According to ship brokers and tracking data, two dozen or more tankers loaded with crude oil are waiting to be unloaded at terminals on the east coast of China that supply state and independent refineries in the region. Asia’s largest economy is leading to a recovery in oil consumption, with demand in May almost returning to the level it was at before the Corona virus triggered orders.
Chinese refineries are stepping up their efforts to convert more crude oil to gasoline and diesel after the factories reopened and millions of people returned to work after the restrictions were relaxed.

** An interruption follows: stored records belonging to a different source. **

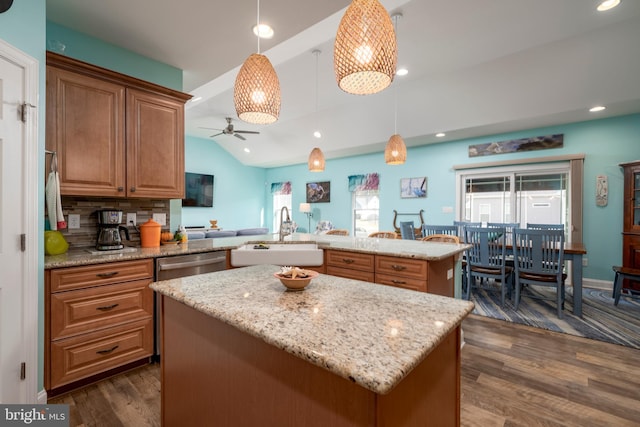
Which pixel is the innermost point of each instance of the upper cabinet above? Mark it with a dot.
(114, 135)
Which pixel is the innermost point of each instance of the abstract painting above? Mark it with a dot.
(413, 187)
(318, 192)
(517, 145)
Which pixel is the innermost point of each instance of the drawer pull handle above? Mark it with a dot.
(108, 350)
(110, 274)
(107, 307)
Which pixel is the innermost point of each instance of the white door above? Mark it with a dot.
(18, 279)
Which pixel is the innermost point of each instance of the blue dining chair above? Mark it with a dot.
(428, 230)
(539, 257)
(407, 231)
(486, 259)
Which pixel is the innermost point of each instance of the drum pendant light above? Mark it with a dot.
(256, 93)
(395, 153)
(365, 51)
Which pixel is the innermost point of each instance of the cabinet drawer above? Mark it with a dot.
(351, 260)
(85, 355)
(402, 282)
(366, 276)
(402, 267)
(64, 279)
(96, 308)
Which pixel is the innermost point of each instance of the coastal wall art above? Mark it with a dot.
(517, 145)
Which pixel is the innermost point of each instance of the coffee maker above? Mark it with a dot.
(109, 230)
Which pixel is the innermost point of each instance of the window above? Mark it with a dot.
(536, 193)
(366, 210)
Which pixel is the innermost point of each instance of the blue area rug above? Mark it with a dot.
(601, 320)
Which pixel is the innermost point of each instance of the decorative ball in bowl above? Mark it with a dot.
(294, 278)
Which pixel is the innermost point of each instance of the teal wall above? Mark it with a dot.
(97, 52)
(23, 26)
(605, 143)
(239, 191)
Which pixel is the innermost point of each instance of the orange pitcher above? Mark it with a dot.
(150, 234)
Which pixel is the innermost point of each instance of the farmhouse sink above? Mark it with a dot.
(297, 254)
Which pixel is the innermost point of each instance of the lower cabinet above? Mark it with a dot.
(98, 318)
(435, 277)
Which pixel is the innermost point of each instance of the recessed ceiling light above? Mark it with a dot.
(607, 4)
(263, 31)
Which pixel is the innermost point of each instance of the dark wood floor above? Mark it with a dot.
(511, 376)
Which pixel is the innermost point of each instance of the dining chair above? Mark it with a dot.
(486, 259)
(407, 231)
(428, 229)
(445, 238)
(545, 226)
(539, 257)
(384, 235)
(338, 232)
(462, 224)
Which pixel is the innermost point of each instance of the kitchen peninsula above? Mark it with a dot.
(238, 349)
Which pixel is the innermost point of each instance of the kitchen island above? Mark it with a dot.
(238, 349)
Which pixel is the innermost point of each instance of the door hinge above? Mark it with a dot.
(23, 111)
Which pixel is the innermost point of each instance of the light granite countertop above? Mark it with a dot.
(429, 251)
(371, 334)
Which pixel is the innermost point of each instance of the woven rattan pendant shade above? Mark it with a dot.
(257, 91)
(396, 152)
(365, 51)
(316, 160)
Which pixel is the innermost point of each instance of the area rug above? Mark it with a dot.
(601, 320)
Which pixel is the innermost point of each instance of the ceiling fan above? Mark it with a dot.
(229, 130)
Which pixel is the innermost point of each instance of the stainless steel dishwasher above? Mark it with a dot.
(181, 266)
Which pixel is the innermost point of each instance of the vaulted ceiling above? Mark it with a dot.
(476, 67)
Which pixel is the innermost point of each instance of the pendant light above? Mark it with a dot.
(365, 51)
(316, 158)
(395, 153)
(256, 93)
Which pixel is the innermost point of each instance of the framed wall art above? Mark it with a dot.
(413, 187)
(319, 192)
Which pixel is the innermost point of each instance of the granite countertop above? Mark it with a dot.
(372, 335)
(429, 251)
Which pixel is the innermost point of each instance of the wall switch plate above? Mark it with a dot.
(160, 219)
(74, 221)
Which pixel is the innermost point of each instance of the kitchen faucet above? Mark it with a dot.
(285, 225)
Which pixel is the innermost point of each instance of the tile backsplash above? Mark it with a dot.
(86, 207)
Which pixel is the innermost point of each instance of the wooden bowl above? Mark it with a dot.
(297, 284)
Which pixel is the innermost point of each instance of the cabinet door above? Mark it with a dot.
(155, 146)
(85, 126)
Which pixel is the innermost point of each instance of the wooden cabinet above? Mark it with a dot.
(98, 318)
(114, 135)
(631, 221)
(352, 265)
(435, 277)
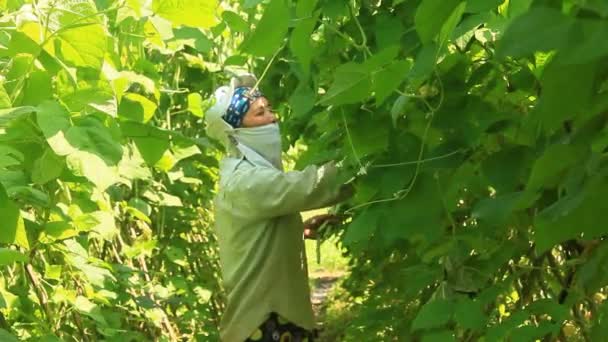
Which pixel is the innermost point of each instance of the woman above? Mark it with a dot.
(258, 224)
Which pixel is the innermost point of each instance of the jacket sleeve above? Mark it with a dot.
(265, 192)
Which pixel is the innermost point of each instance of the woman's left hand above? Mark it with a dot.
(312, 225)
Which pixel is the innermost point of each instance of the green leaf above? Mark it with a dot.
(10, 256)
(573, 216)
(235, 22)
(92, 99)
(54, 120)
(477, 6)
(37, 88)
(469, 314)
(551, 167)
(9, 114)
(192, 37)
(88, 308)
(590, 42)
(430, 17)
(60, 230)
(7, 337)
(176, 255)
(195, 104)
(79, 33)
(498, 210)
(433, 314)
(439, 336)
(540, 29)
(351, 84)
(577, 81)
(269, 31)
(193, 13)
(398, 107)
(450, 24)
(48, 167)
(12, 227)
(94, 168)
(300, 42)
(425, 63)
(136, 107)
(389, 79)
(362, 227)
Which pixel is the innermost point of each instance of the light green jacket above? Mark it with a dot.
(260, 233)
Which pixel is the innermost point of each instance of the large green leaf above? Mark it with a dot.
(10, 256)
(300, 41)
(352, 83)
(476, 6)
(93, 167)
(54, 120)
(431, 15)
(575, 80)
(48, 167)
(269, 31)
(574, 216)
(551, 168)
(195, 13)
(235, 22)
(79, 34)
(12, 227)
(136, 107)
(433, 314)
(9, 114)
(540, 29)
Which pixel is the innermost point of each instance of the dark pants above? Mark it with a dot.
(273, 330)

Government policies that mandate that the retail price of fuels not be lowered in line with less than $ 40 a barrel of oil have also increased refining margins in the country.
“China’s recovery in demand and currently low oil prices have prompted refineries, particularly independent companies, to boost crude oil prices,” said Serena Huang, a Singapore-based analyst at Vortexa Ltd., an analyst. when the refineries’ appetite remains strong. “
See also: Rising prices for China’s favorite crude oil show a resurgent demand
The tanker fleet arrived in Chinese waters in the second half of May and, according to Bloomberg, the ships left ports in Shandong and Liaoning provinces. Most of the ships are Suezmaxes and Very-Large Crude Carriers, which together transport about 4 million tons or more oil from countries like Russia, Colombia, Angola and Brazil.
Shandong is home to the Qingdao and Rizhao terminals, as well as China’s independent refineries – so-called teapots – which have recovered in a V-shape. Run rates rose to a record high of around 76% in late May, compared to a low of 42% in February, according to industry consultant SCI99.
In the meantime, the queues could get longer, with the highest number of super tankers having been transporting crude oil to China from almost anywhere in the world since at least early 2017. VLCC charter rates on the Middle East to China route (TD3C) rose to a three-week high in late May based on data compiled by Bloomberg.
“Low oil prices will also support strategic storage,” said Anoop Singh, head of tanker research east of Suez at Braemar ACM Shipbroking in Singapore. “This will certainly worsen the congestion in China’s ports.”